Many congratulations to the University of Edinburgh cardiovascular team, who won 1st, 2nd and 3rd place in the Young Investigator Award at the BSCI/BSCCT 2019 Spring meeting!
In third place was Dr Dylan Yong, an Edinburgh radiology trainee, who presented the 'BSCI/BSCCT Research sub-committee survey of research activity and cardiovascular imaging research priorities'.
Second place was awarded to Andrew Gentle, Edinburgh Medical Student presenting 'Thoracic aorta and pulmonary artery dimensions in patients undergoing CT coronary angiography, a SCOT-HEART sub-study'.
With the winner being Dr Alastair Moss who won the Young Investigator’s Award presenting 'Dual antiplatelet therapy to inhibit myocardial injury in patients with high-risk coronary artery plaque: a randomised controlled trial'.
Well done to Dylan Yong, Andrew Gentile with President Russell Bull and Alastair Moss.

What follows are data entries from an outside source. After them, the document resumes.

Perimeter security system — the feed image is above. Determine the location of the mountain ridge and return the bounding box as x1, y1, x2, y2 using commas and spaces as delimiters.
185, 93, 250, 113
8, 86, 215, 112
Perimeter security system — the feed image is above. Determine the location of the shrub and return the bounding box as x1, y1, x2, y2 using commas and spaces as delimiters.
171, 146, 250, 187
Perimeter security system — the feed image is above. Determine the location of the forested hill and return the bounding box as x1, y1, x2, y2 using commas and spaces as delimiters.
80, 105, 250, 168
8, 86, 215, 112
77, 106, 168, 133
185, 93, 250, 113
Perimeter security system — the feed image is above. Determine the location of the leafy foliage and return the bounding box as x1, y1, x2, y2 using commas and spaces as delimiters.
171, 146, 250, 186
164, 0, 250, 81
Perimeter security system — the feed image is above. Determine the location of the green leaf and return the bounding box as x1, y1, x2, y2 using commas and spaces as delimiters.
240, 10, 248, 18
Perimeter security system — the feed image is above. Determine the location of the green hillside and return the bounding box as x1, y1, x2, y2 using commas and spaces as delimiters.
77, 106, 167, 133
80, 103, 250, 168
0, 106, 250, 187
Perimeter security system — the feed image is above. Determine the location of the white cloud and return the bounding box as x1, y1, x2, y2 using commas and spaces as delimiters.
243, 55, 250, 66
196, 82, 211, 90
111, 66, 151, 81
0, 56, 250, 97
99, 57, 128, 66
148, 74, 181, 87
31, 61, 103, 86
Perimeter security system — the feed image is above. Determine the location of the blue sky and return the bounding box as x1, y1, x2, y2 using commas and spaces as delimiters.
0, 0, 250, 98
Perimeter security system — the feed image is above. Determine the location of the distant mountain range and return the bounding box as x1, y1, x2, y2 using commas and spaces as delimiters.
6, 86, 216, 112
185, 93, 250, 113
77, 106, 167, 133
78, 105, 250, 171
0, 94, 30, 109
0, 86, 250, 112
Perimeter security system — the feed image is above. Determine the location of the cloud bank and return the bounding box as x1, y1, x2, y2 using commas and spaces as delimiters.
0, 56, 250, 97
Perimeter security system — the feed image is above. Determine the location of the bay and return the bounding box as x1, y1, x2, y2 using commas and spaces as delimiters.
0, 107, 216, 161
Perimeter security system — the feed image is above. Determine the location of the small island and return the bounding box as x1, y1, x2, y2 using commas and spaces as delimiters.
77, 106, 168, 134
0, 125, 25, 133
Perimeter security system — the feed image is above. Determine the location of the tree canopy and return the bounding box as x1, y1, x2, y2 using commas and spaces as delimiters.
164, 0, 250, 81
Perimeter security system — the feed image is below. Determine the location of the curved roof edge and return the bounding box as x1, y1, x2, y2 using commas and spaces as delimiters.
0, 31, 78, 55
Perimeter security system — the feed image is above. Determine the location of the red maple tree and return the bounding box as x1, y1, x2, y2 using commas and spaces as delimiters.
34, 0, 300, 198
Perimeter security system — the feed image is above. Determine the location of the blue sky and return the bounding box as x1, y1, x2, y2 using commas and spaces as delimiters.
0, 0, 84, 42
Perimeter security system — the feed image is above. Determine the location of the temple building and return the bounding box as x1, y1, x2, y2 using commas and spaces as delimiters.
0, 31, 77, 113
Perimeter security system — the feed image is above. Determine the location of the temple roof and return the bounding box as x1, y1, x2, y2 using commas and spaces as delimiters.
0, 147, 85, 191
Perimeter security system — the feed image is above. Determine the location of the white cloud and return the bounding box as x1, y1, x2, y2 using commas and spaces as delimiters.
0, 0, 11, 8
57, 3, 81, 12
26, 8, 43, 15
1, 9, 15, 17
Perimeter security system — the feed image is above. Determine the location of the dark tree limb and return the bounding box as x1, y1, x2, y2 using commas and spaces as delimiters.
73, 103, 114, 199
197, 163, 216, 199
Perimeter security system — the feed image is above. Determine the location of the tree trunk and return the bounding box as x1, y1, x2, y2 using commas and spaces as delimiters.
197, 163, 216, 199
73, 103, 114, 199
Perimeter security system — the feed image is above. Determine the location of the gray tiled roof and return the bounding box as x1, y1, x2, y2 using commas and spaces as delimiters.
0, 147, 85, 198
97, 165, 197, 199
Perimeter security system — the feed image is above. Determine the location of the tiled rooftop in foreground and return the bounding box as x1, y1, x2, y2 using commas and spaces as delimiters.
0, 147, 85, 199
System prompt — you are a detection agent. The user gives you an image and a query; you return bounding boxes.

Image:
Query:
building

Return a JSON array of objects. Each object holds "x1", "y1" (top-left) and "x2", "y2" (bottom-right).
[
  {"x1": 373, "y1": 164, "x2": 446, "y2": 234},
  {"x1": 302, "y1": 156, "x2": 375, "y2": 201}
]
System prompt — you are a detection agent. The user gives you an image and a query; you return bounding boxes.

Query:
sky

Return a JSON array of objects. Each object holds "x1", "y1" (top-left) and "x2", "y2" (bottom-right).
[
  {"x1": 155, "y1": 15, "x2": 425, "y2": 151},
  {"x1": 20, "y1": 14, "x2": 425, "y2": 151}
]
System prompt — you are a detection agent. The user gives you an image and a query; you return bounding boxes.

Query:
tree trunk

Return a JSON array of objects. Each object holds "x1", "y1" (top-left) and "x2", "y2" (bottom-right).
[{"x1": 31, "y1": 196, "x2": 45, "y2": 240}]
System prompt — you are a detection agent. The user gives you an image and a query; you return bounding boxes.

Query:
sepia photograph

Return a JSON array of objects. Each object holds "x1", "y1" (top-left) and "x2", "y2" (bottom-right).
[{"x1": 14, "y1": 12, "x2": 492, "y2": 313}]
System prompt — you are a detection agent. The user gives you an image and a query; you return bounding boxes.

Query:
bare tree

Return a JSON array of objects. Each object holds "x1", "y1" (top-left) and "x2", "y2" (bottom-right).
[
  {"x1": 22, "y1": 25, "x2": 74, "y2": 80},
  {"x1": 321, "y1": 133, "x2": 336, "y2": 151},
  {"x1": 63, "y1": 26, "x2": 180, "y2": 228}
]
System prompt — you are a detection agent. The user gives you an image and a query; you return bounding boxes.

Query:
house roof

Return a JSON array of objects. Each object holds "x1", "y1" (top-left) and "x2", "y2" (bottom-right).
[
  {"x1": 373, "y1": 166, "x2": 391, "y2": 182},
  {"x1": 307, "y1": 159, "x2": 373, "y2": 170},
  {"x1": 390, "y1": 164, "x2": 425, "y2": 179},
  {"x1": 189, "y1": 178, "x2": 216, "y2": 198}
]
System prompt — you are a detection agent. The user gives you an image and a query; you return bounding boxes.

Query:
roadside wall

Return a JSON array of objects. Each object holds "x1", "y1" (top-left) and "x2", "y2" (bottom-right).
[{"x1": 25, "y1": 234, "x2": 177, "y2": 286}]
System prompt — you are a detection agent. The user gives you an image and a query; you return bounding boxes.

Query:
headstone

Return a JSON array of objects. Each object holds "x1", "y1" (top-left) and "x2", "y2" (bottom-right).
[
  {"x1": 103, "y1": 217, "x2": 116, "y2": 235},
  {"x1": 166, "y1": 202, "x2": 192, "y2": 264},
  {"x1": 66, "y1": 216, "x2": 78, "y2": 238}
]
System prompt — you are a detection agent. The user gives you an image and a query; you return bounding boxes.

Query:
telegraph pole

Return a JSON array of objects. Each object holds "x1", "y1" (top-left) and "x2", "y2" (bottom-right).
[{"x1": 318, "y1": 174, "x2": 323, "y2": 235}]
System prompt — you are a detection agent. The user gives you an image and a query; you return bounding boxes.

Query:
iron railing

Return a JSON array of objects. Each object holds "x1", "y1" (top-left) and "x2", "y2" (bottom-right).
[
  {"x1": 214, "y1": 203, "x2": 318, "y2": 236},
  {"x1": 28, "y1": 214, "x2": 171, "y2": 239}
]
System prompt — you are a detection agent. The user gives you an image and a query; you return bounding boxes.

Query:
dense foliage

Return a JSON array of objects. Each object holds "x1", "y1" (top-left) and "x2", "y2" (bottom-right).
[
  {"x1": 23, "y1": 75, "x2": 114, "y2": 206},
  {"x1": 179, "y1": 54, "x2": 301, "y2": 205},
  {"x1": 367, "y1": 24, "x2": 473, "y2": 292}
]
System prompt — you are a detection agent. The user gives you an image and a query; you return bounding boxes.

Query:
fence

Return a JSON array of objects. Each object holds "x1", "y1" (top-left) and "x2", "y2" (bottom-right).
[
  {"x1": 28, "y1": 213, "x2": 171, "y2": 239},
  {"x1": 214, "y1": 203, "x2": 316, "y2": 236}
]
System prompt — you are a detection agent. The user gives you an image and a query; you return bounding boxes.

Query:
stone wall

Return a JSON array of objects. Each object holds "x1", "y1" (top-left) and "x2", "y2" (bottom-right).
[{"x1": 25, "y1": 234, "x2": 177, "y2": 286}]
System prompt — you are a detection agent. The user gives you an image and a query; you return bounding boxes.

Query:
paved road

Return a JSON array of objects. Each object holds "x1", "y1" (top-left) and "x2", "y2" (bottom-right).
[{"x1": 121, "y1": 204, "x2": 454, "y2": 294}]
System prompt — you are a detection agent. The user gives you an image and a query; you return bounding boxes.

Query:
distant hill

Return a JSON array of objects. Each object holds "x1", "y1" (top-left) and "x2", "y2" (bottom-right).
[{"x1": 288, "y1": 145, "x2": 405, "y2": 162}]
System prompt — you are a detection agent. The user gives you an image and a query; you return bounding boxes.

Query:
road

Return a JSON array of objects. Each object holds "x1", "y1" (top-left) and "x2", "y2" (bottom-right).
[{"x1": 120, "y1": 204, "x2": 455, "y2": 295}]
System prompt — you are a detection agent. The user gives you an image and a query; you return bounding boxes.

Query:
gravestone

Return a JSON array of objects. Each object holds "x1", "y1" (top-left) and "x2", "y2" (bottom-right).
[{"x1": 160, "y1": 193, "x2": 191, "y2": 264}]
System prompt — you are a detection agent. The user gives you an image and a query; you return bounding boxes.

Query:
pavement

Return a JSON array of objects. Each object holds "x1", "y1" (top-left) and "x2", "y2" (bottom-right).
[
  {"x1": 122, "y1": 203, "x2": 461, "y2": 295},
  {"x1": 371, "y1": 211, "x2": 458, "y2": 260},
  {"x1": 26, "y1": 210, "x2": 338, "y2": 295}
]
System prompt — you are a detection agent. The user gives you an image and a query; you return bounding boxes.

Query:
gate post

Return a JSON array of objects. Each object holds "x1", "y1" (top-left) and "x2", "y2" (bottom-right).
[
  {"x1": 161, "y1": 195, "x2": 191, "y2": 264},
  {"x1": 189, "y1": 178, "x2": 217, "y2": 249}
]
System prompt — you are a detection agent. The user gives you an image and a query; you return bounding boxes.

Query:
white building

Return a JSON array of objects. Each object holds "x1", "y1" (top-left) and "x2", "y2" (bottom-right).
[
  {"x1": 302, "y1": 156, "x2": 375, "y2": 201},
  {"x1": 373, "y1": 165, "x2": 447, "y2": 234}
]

Alastair also won the Young Investigator’s Award at the British Nuclear Cardiology Society, Spring Meeting 2019, for work undertaken during his doctoral research at the University of Edinburgh.
The Diamond Study
The DIAMOND study (Dual antiplatelet therapy to inhibit Atherosclerosis and Myocardial injury in patients with Necrotic high-risk coronary plaque Disease) is the first study to use coronary 18F-fluoride activity to guide treatment in patients with stable coronary artery disease, using PET-CT scanning within the Edinburgh Imaging Facility QMRI.
The addition of intensified antiplatelet therapy in patients with high-risk coronary artery plaques seen using this molecular imaging technique did not reduce an early biomarker of myocardial injury. However, patients with high levels of coronary 18F-fluoride activity may still be at risk of future cardiovascular events.
This hypothesis will be explored in more detail in the prospective observational study, PRE18FFIR.
This work has received international attention and was also recently presented at the International Conference on Nuclear Cardiology and Cardiac CT (ICNC) in Lisbon, Portugal on Monday 13th May 2019.
The PRE18FFIR Study
PRE18FFIR (Prediction of Recurrent Events with 18F-Fluoride to Identify Ruptured and High-risk Coronary Artery Plaques in Patients with Myocardial Infarction), run by the University of Edinburgh, is an ongoing research using the PET-CT scanners at the Edinburgh Imaging Facility QMRI.